MatriFlux

Bioprinted Perfusion Bioreactor

Motivation

The traditional in vitro models, predominantly two-dimensional cell systems, have been instrumental in providing insights into cellular functions, signaling pathways, and nuclear activities. Despite their utility, these models fall short of replicating the complexity and heterogeneity of in vivo systems, often necessitating the use of animals in experimental research. Annually, nearly 10 million animals are used in the EU for research, regulatory, and production purposes, with an additional 12 million bred and euthanized without being used in experiments.

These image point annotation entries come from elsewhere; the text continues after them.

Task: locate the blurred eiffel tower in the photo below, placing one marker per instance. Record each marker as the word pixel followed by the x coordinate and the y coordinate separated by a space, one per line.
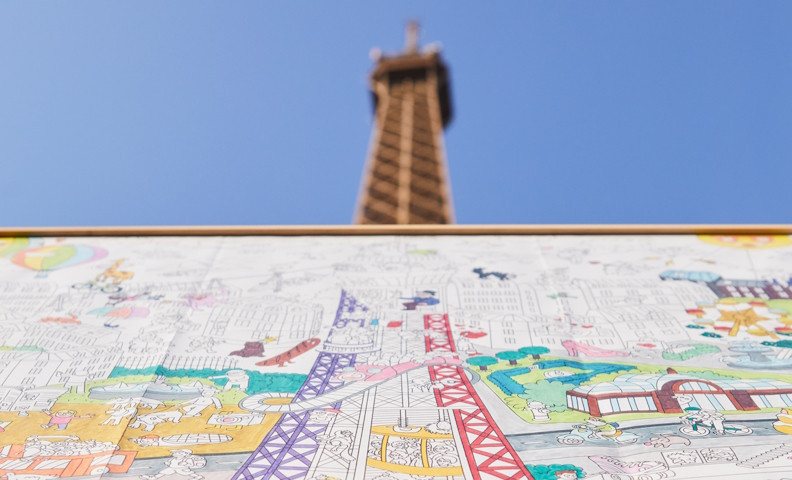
pixel 406 177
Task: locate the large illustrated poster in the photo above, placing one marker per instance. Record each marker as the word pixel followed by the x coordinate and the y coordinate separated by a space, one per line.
pixel 396 357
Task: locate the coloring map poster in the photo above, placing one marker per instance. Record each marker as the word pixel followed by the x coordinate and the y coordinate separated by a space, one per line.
pixel 396 357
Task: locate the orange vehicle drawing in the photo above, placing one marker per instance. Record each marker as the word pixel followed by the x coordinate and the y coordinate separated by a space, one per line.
pixel 72 318
pixel 107 461
pixel 283 358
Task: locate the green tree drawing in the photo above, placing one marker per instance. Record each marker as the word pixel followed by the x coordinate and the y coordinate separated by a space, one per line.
pixel 511 356
pixel 552 394
pixel 534 351
pixel 482 362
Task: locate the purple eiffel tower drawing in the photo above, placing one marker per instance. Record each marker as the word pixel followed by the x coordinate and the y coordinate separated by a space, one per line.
pixel 288 449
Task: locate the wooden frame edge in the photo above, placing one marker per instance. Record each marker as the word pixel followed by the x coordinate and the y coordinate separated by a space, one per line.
pixel 320 230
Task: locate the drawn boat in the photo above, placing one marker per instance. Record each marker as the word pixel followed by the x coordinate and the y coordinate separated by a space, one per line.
pixel 156 391
pixel 413 450
pixel 98 463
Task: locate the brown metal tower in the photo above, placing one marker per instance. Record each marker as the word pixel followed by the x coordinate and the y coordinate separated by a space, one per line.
pixel 406 178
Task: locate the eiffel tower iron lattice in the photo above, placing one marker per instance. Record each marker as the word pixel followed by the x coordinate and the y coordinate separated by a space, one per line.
pixel 406 178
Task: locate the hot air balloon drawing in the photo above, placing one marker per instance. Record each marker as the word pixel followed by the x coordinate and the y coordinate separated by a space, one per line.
pixel 56 257
pixel 111 313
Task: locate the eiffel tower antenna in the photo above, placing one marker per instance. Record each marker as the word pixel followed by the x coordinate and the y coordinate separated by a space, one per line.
pixel 406 177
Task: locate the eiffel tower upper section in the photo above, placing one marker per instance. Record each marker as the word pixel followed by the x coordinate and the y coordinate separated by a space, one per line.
pixel 406 177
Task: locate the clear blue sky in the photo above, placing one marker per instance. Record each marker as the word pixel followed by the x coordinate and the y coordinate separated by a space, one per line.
pixel 251 112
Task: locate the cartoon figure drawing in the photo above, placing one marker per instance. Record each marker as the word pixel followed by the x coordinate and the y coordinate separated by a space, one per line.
pixel 642 469
pixel 253 349
pixel 150 420
pixel 182 462
pixel 784 423
pixel 665 440
pixel 194 407
pixel 61 418
pixel 597 430
pixel 120 413
pixel 422 298
pixel 236 378
pixel 181 440
pixel 697 423
pixel 115 274
pixel 484 275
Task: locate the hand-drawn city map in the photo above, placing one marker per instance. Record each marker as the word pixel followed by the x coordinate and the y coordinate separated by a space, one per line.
pixel 396 357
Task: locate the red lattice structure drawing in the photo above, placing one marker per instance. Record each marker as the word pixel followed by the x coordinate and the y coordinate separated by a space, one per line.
pixel 488 452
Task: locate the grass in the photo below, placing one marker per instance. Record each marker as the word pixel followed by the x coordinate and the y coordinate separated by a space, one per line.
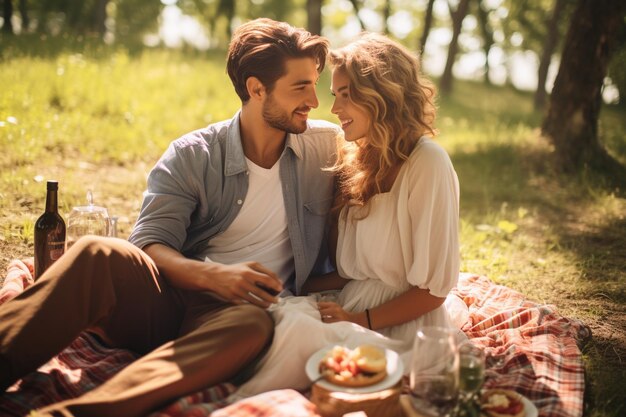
pixel 97 117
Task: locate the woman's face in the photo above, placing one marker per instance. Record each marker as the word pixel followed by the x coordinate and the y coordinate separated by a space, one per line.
pixel 354 121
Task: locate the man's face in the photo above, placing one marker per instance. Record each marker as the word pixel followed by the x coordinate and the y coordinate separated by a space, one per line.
pixel 287 107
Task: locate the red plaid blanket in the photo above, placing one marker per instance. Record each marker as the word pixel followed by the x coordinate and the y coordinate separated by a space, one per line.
pixel 530 347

This extensive use of animals raises significant ethical concerns and is further complicated by the inefficiency of animal testing in predicting clinical outcomes, evidenced by the high 90% failure rate in clinical drug development. (Zushin et al. 2023) These issues highlight the urgent need for developing alternative methods that can offer more ethical approaches and have greater translational relevance to human medicine.

Purpose

MatriFlux is a bioprinted microfluidic perfusion bioreactor designed to cultivate 3D tissue constructs within a precisely controlled environment—regulating temperature, humidity, and CO2 levels. Its primary purpose is to replicate the physiological conditions of living organisms by matching tissue-specific flow rates and shear stresses that vascular cells experience. This bioreactor provides a more reliable in vitro platform for studying disease mechanisms, tissue development, and drug responses, thereby bridging the gap between experimental research and clinical applications.

Design

At the heart of this bioreactor is a bioprinted scaffold with intricate microfluidic channels. The microfluidic channels, which can range from a few hundred microns to several millimeters in width, facilitate the even distribution of nutrients, gases, and growth factors, closely replicating the natural microcirculation found in living tissues. The channel design can vary from planar configurations to more complex 3D structures that biomimetically fill up space, enhancing the bioreactor’s capability to mimic various tissue environments.

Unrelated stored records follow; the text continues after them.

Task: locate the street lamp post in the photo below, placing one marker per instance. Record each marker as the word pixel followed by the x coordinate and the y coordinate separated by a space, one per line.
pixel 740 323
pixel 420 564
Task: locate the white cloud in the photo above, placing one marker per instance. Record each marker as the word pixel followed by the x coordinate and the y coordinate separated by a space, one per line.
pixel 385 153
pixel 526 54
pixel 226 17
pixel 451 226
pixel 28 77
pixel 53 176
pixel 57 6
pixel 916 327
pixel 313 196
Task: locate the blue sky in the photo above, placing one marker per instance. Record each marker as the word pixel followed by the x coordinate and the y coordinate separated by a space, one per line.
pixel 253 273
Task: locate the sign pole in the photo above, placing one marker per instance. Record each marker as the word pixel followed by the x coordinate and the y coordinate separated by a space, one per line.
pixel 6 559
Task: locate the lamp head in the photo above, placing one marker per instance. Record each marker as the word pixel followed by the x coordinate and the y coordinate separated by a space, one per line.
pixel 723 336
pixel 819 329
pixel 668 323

The bioreactor supports both "intravenous" and topical drug administration, allowing substances to be applied directly on top of the tissue model or introduced into the microfluidic system, mimicking how drugs are delivered within the body. Designed for versatility, the bioreactor facilitates the cultivation of diverse tissue types, from simple epithelial layers to complex vascularized organ tissues. These can be cultured both in isolation and interconnected setups, modeling systemic physiological interactions. Notably, the bioreactor can simulate both venous and arterial flows within a single tissue model, enhancing its applicability for advanced cardiovascular studies.

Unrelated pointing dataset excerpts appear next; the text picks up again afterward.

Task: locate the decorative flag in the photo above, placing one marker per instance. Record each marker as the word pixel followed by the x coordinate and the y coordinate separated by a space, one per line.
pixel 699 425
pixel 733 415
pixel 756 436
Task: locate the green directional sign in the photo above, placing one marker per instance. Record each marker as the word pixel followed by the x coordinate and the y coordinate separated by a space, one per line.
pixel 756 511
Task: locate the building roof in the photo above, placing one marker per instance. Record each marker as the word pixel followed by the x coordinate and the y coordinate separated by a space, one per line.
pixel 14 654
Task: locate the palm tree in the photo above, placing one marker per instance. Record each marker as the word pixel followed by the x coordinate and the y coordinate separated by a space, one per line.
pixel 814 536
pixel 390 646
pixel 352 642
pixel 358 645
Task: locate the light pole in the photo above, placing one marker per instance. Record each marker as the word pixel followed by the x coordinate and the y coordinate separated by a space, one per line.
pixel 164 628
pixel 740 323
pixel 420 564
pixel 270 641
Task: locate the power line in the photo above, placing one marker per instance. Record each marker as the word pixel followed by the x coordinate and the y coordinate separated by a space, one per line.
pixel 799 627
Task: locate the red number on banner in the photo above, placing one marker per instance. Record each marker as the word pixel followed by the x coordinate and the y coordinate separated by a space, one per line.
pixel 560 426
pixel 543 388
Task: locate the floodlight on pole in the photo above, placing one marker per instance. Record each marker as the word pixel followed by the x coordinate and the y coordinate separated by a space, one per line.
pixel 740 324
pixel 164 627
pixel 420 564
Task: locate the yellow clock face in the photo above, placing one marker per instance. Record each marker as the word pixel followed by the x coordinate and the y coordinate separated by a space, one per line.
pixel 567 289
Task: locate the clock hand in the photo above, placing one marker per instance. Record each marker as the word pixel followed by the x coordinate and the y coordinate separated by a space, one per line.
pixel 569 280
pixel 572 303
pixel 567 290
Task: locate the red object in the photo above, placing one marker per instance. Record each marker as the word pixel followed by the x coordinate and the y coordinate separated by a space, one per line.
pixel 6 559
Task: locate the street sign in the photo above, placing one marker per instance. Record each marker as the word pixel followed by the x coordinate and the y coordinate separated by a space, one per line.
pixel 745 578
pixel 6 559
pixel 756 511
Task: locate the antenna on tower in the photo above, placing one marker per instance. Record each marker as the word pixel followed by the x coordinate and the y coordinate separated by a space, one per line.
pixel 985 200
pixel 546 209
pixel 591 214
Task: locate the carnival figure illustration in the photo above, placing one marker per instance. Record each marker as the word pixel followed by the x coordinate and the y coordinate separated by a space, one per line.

The bioreactor's modular design allows for customization to specific research needs, accommodating different sizes and shapes of tissue constructs. It incorporates monitoring capabilities, including real-time microscopy for detailed observation of the tissue model, ensuring precise tracking of cellular behavior. Additionally, real-time spectroscopic analysis of the perfused culture medium enables continuous monitoring of the cellular biochemical environment. Furthermore, the culture medium can be sampled or completely replaced remotely, ensuring minimal disruption to the tissue and ongoing experiments.

Impact

Biomedical Research

The bioreactor presents a tool for understanding complex biological processes. It enables the study of cellular behaviors and tissue responses in a more physiologically relevant setting, bridging the gap between traditional 2D cell cultures and in vivo studies.

Disease Modeling

The bioreactor can replicate human organ functions and disease states, allowing researchers to study diseases in human-relevant models. This can lead to a better understanding of disease mechanisms, identification of potential therapeutic targets, and testing of interventions in various conditions including cardiovascular, pulmonary, and neurodegenerative diseases.

Personalized (Precision) Medicine

By using cells derived from specific patients, the bioreactor can model individual responses to treatments, aiding in the customization of therapies optimized for each patient’s unique biological makeup.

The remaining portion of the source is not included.